Запираюсь изнутри. Задергиваю шторы. Сажусь на кровать и открываю тумбу, рассматривая пластинку успокоительных. Задумываюсь. Смотрю на лекарство и губы начинают труситься, зрение замаливают слезы… Перед глазами вспышками проносятся воспоминания того вечера, когда он, мерзкая тварь, меня насиловал.
Ручка двери дергается.
– Тебе нужно поесть, Лиса. Открой дверь, – он стучит в дверь. – Нам не стоит ссориться. Давай просто поговорим. Я же вижу, что тебе нужна помощь.
– Себе помоги, – шепчу я.
Выдавливаю на ладонь таблетки, и схватив бутылку воды, запиваю их.
– Лиса? – его рука тяжело опускается на дверь. – Открывай, либо я вынесу эту гребанную дверь.
– Вынесешь мою дверь – вынесу тебе мозги, – фыркаю, залезая под одеяло.
Как только моя голова касается подушки, я расслабляюсь и прикрываю глаза. Вот так значительно лучше… Мешает только звук ключа в замке и вломившееся животное в мою комнату. Раздраженно взвываю, накрываясь одеялом.
Матрас прогибается, когда Бессонов садится рядом.
– Давай поговорим, Лиса.
– С Богом поговори. Говорят, он отвечает всем нуждающимся… – шепчу я.
– Я тебя сейчас за хвост оттаскаю, Лиса. Прекращай мне дерзить, – несмотря на его угрозу, говорит мягко и даже хмыкает.
Он играет со мной, и это раздражает.
– Живодер… – едва шевелю губами, ощущая усталость и желание поспать.
Да… Вот так. Во сне мне спокойно и нет никаких тревог.
Одеяло слетает с моей головы, а Бессонов нависает надо мной. Спокойно смотрю ему в глаза, едва ощутимо дернув губы в насмешке.
Кирилл внимательно меня рассматривает и хмурит свои грозные брови. Обводит взглядом мою комнату, а затем смотрит на меня волком.
– Когда проспишься – тебе конец, Лиса. Выдеру!
Удачи, Бессонов.
Мой бок онемел. Перекатываюсь на спину, но что-то меня удерживает. Щекой прижимаюсь к горячему телу, а в шее неприятно тянут мышцы от неудобной позы. Открываю глаза, утыкаясь взглядом в его грудь. Он слишком близко. Сердце пропускает болезненный удар.
– Наконец-то. Я уже начал подозревать, что ты не Лиса, а настоящая медведица – отправилась в зимнюю спячку, – раздается смешок мне в макушку.
– Пусти, – дергаю плечом.
Он неохотно отпускает, и я откатываюсь на край кровати. Голова шумит от легкой боли, а во рту настоящая сахара. За окном уже вечер… Значит спала я и впрямь довольно долго. Таблетки хоть и помогают успокоиться, но имеют и побочный эффект – вырубают меня почти на целый день.
Мой взгляд цепляется за тумбу. Причем чистую тумбу, на которой аккуратной стопкой стоят несколько книг и кувшин воды со стаканом. Приподнимаюсь, наливая себе в стакан воды и осматриваю чистую комнату, вылизанную до неузнаваемости. Он рылся в моих вещах?

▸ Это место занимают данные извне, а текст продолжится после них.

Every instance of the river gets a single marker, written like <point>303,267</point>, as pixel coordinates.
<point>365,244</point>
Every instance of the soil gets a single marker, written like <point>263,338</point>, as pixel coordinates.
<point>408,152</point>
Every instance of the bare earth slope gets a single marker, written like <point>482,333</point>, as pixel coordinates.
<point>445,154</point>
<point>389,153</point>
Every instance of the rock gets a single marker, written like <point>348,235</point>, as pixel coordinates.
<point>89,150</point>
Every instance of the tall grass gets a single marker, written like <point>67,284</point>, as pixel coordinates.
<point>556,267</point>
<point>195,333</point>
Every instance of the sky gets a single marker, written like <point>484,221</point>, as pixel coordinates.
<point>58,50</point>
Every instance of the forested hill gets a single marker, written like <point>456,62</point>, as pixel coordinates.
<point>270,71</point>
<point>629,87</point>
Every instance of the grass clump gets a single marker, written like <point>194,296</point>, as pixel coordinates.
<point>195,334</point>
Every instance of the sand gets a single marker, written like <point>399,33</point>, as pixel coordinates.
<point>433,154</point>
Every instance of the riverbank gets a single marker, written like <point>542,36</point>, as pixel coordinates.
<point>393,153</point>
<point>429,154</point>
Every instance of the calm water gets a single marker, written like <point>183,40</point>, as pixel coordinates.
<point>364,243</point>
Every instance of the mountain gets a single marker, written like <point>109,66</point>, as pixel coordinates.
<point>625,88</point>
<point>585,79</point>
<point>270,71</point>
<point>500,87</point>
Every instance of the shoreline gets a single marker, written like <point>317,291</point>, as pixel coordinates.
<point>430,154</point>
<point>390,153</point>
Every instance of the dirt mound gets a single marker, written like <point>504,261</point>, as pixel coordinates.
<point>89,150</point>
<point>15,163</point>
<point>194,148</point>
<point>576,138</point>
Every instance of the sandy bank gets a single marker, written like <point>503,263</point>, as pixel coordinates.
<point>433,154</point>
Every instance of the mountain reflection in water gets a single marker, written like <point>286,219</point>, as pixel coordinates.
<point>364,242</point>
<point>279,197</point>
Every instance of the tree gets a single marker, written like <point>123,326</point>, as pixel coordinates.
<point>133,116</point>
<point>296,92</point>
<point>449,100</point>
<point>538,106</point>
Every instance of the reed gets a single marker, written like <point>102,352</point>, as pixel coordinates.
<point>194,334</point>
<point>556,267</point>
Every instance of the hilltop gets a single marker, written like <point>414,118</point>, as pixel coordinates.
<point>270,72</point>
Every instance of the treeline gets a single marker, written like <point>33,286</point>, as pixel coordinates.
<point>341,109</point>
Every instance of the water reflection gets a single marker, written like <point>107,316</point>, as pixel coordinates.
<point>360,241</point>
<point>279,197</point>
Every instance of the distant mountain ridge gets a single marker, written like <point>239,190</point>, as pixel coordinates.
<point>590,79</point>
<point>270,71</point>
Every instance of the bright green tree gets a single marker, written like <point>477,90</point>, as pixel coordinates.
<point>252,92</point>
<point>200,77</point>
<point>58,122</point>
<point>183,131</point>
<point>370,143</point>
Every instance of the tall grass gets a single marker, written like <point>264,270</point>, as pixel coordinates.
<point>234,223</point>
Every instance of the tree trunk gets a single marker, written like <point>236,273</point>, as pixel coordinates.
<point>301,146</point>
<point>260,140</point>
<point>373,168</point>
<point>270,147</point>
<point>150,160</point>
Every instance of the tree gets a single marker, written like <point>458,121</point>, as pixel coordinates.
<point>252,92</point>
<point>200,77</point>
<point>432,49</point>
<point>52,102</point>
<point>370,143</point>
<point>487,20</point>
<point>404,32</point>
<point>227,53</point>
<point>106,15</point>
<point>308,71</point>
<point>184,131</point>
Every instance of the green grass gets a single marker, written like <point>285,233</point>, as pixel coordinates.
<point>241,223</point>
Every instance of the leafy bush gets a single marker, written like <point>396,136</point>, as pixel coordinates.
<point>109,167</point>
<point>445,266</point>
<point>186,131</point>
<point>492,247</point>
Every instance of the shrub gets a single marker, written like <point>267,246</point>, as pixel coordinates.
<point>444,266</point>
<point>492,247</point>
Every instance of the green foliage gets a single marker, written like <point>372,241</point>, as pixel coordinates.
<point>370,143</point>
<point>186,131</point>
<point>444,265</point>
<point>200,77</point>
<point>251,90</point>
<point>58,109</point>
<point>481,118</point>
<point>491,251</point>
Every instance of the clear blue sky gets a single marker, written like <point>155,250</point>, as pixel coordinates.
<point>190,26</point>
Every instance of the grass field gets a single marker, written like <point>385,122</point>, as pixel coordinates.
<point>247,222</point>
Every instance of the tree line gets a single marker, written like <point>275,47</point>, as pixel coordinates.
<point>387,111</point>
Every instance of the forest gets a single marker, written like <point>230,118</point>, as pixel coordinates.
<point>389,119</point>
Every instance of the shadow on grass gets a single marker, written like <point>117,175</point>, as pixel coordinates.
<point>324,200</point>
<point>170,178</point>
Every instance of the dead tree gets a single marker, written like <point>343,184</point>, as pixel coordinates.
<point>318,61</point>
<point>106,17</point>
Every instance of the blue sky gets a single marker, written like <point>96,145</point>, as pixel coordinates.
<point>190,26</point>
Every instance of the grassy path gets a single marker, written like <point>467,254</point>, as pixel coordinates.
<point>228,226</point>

Первая волна гнева разбивается об солнечное сплетение, сбивая моё дыхание. Со звоном отставив пустой стакан, открываю верхний ящик тумбы… И ничего не обнаруживаю. Предсказуемо. Он точно облазил каждый угол дома, чтобы лишить меня последнего шанса оставаться в собственном рассудке.
– Где лекарство?
– Я смысл твои колеса с унитаз. В доме находятся только успокоительные чаи из ромашки и мелиссы. Тебе заварить? – до бесстыжего легко спрашивает Бессонов, словно, не замечая моего гнева.

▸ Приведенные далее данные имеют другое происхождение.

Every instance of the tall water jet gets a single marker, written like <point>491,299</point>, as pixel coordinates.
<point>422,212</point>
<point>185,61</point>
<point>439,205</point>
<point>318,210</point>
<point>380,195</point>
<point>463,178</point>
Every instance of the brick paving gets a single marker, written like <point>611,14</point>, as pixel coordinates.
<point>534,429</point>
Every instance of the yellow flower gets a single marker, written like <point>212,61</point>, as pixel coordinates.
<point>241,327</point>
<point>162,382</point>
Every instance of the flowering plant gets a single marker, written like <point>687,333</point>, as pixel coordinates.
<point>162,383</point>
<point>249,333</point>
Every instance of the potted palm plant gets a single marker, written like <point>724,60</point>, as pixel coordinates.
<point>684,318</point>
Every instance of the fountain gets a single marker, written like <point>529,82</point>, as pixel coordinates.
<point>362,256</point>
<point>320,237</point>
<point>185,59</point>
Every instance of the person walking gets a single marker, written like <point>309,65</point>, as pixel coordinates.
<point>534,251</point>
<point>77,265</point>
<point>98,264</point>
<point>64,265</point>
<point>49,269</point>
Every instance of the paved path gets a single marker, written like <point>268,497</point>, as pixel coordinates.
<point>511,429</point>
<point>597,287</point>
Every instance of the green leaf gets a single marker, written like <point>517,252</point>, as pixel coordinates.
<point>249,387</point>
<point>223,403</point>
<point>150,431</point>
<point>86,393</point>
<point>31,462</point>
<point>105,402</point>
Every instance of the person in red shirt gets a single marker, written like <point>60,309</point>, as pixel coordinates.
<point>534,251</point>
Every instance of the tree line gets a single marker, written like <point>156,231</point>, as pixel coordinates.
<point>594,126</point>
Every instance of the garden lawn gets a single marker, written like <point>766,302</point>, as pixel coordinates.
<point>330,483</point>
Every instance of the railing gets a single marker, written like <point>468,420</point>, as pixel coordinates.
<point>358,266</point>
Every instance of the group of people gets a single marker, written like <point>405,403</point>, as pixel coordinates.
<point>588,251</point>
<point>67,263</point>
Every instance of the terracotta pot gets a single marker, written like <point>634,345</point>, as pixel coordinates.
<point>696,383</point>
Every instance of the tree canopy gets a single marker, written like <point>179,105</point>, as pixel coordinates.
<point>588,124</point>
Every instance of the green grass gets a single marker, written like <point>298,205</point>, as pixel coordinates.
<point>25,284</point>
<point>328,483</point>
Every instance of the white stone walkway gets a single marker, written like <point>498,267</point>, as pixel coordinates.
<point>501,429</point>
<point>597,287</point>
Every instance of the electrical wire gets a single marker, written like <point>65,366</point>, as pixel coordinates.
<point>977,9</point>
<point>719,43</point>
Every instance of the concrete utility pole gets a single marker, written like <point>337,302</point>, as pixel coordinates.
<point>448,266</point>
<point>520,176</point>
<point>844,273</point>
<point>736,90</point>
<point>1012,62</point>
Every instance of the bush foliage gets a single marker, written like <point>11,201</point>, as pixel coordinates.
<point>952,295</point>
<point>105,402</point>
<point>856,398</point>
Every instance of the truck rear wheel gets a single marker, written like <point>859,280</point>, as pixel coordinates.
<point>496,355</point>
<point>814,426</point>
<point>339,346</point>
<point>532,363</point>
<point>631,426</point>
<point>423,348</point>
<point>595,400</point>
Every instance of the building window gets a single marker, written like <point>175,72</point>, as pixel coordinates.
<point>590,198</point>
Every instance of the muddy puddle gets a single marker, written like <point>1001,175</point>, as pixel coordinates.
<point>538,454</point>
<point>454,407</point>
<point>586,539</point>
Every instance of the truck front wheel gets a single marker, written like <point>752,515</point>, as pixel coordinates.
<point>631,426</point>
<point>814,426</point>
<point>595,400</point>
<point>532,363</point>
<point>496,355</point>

Я поднимаюсь и сажусь, нервно растирая своё лицо. Устало упираюсь локтями в колени, ощущая дикую усталость. Всё-таки от долгих снов я устаю больше, чем от мойки пола на СТО, заляпанного мазутой.
– Какой же ты… – шепчу я, зарываясь пальцами в волосы, но не нахожу слов. Их слишком много, а говорить нет сил. Язык словно онемел. – Зачем ты лезешь ко мне? – задаю риторический вопрос себе под нос, пытаясь понять его очередную игру, правил которой не знаю.

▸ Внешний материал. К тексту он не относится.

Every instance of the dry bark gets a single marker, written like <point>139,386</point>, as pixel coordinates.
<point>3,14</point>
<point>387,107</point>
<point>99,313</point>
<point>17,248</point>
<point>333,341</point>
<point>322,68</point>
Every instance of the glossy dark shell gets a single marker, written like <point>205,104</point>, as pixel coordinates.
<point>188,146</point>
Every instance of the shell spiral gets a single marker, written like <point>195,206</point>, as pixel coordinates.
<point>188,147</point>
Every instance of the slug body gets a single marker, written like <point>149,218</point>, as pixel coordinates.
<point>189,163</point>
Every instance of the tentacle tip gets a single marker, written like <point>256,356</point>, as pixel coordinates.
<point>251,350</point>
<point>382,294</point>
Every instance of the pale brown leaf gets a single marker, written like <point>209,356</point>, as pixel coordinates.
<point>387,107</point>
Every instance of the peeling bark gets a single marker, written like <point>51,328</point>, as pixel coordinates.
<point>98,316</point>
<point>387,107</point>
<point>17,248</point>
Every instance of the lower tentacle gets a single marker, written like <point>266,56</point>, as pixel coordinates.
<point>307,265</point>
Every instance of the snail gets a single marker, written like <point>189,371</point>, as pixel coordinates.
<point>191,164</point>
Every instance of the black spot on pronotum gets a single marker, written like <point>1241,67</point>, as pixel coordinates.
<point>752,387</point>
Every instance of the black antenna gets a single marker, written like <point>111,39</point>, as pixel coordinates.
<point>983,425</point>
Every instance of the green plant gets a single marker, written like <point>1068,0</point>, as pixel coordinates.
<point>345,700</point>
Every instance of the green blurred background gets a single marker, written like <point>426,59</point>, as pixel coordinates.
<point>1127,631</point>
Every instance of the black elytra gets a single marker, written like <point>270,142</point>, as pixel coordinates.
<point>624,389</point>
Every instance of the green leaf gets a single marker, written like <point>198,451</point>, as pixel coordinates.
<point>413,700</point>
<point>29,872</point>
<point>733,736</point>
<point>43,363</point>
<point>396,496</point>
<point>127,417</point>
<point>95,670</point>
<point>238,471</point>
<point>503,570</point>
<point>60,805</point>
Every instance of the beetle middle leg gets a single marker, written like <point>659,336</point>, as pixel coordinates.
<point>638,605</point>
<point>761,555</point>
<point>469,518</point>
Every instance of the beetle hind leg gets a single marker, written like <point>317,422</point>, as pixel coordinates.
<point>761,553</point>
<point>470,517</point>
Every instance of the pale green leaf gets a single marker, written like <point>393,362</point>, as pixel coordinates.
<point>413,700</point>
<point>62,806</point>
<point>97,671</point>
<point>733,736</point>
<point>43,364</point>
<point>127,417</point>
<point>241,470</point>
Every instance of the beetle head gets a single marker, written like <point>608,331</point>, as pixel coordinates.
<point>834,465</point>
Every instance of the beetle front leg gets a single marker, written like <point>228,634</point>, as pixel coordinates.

– Помнишь, я как-то сказал: когда ты станешь моей – больше не отпущу? – напоминает он мне слова того рокового вечера, который позже перевернул мою жизнь вверх-дном.
– Я похожа не зверушку? – огрызаюсь, повернувшись к нему. – Или вещь личного пользования?! – взрываюсь я, откидывая одеяло.
Меня снова накрывает эмоционально…
– Ты похожа на девушку, которой нужна помощь, – он перехватывает меня за плечи, не позволяя встать. – Расскажи мне, что происходит с тобой. Где ты взяла колеса? Родители сказали, что ты не выходишь из дома.
– Где беру, там уже нет! – шиплю, дергая плечами. Кирилл укладывает меня на спину и прижимает к своему боку, утыкаясь носом мне в макушку.
– Это хорошо, что уже нет. Несколько дней будет штормить эмоционально, но все уляжется. Обещаю… Вместе мы справимся.
– Запихни свои обещания в свою жопу, Бессонов, – бью по его груди, и ворочаюсь по постели. – Ненавижу тебя!
– Что не так? – не выдерживаю я долгой паузы. – Столовые приборы здесь. Почему не ешь? Я старался. Ты же любишь с утра яйца и кофе…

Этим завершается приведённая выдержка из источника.